Wednesday 29 December 2010

No simple answers for autism or any condition with mental symptoms that shift over time?

I have observed that there are many families where different members have diagnoses varying from bi-polar disorder to chronic fatigue syndrome, or from Aspergers to rheumatoid arthritis, and that these change between the family generations. Also many of those given one diagnosis also have another (or even two or three) diagnoses - known as comorbidities.

I have seen a few instances of the medical profession beginning to admit that their diagnoses don't always fit neatly and therefore are not always helpful ways of ensuring the patient gets the most effective treatment. But today's opinion piece in Scientific American on the Diagnostic and Statistical Manual (DSM) of Mental Disorders by Steven E. Hyman, a top neurobiologist and international advisor on mental health conditions, absolutely lays bare the contradictions revealed by the advances of molecular scientific research.

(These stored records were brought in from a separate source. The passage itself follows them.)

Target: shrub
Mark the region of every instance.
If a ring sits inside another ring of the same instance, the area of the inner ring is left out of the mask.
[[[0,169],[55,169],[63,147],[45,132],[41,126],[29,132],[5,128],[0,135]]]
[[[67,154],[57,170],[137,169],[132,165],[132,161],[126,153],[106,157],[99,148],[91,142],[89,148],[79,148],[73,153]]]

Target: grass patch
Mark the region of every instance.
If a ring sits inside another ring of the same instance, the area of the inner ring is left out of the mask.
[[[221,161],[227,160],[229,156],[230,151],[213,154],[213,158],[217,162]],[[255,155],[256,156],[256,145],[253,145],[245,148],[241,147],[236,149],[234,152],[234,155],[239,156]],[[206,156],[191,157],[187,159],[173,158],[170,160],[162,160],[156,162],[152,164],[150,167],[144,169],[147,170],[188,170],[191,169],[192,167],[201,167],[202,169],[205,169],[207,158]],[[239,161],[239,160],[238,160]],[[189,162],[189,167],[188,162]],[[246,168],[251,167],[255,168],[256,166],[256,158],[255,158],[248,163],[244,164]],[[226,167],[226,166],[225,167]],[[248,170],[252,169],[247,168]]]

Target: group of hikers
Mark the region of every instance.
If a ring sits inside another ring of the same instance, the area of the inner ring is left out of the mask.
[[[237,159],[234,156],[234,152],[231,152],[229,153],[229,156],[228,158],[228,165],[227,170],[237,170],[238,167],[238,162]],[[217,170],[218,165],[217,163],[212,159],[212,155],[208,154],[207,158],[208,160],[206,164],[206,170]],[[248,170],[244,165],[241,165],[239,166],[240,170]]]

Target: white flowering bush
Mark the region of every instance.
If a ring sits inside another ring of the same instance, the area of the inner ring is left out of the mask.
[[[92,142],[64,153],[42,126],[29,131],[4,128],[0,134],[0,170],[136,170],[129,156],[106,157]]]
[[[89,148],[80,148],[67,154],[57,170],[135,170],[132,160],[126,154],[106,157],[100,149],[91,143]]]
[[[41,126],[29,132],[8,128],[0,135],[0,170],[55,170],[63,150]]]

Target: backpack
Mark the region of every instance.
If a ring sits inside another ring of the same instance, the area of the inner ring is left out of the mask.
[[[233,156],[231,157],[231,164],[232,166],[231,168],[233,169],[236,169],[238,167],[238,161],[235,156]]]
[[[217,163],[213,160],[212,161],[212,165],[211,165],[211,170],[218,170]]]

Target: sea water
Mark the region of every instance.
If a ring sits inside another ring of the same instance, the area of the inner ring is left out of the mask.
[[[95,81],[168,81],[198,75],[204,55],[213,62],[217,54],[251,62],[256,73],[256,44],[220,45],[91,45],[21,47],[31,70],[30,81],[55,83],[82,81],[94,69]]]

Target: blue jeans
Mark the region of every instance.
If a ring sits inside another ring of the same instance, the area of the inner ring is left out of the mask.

"What the DSM treats as discrete disorders, categorically separate from health and from each other, are not, in fact, discrete.... I would hypothesize that what is shared within disorder families, such as the autism spectrum or the obsessive-compulsive disorder spectrum, are abnormalities in neural circuits that underlie different aspects of brain function, from cognition to emotion to behavioral control, and that these circuit abnormalities do not respect the narrow symptoms checklists."

HOORAH! The beginnings of recognition of complexity in genetic effects and the stupidity of simplistic medical naming. Roll on the medical paradigm shift!